For the past couple months, Bloomberg has been tracking the remarkable story of the children who are forced to pick fair-trade cotton in West Africa for a supplier to the fashionable clothing chain. The first story described the brutal life of 13-year-old Clarisse Kambire, who is beaten with a tree branch and must dig with a hoe because her employer can’t afford an ox and plow. The contradiction, of course, is that “fair trade” is supposed to certify that a product is free of these conditions. (For those who don’t have time to read 4,500 words, there’s a stunning multimedia treatment.) But as the article points out, the higher prices paid for fair trade serve as an incentive for exploitative employers:
In Burkina Faso, where child labor is endemic to the production of its chief crop export, paying lucrative premiums for organic and fair-trade cotton has — perversely — created fresh incentives for exploitation.

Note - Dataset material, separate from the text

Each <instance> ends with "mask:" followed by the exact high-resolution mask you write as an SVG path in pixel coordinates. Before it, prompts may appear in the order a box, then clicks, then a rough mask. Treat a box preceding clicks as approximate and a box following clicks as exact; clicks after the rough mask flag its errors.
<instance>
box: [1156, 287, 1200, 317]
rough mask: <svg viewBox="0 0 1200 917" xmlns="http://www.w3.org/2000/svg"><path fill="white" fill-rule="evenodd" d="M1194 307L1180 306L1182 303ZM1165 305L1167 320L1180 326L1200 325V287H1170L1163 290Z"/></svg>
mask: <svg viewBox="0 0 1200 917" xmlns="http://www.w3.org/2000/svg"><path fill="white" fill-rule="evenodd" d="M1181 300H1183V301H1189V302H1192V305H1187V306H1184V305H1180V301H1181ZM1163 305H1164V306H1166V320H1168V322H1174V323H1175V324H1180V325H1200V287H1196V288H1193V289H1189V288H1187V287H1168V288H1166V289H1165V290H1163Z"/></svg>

The program has attracted subsistence farmers who say they don’t have the resources to grow fair-trade cotton without forcing other people’s children into their fields — violating a key principle of the movement.
Victoria’s Secret and its parent, Limited Brands, say they don’t tolerate child labor and are investigating. Now the U.S. government is, too.
Victoria’s Secret is just starting to contend with something that Apple has been facing for years. The company is greatly admired for its sleek products and management under late founder Steve Jobs, yet questions persist about the conditions under which those products are made — especially after worker suicides and threatened suicides at Chinese supplier Foxconn. What’s new today is that Apple released a list of its big suppliers and became the first big technology company to sign up with the Fair Labor Association, which monitors workplace conditions for companies such as Nike and Nestle. Apple detailed the labor violations it found in the course of its annual supplier audit. That included about 200 facilities that didn’t pay proper overtime or worked half or more of their employees more than 60 hours. Five factories were found to use underaged workers. Apple also detailed the actions it was taking to correct the problems.
Up to now Apple has closely guarded details of its suppliers, for competitive reasons. New Apple CEO Tim Cook must have decided that the risks to Apple’s global brand — the eighth most valuable, according to Interbrand — outweighed any additional costs of outside oversight or loss of supply-chain secrets.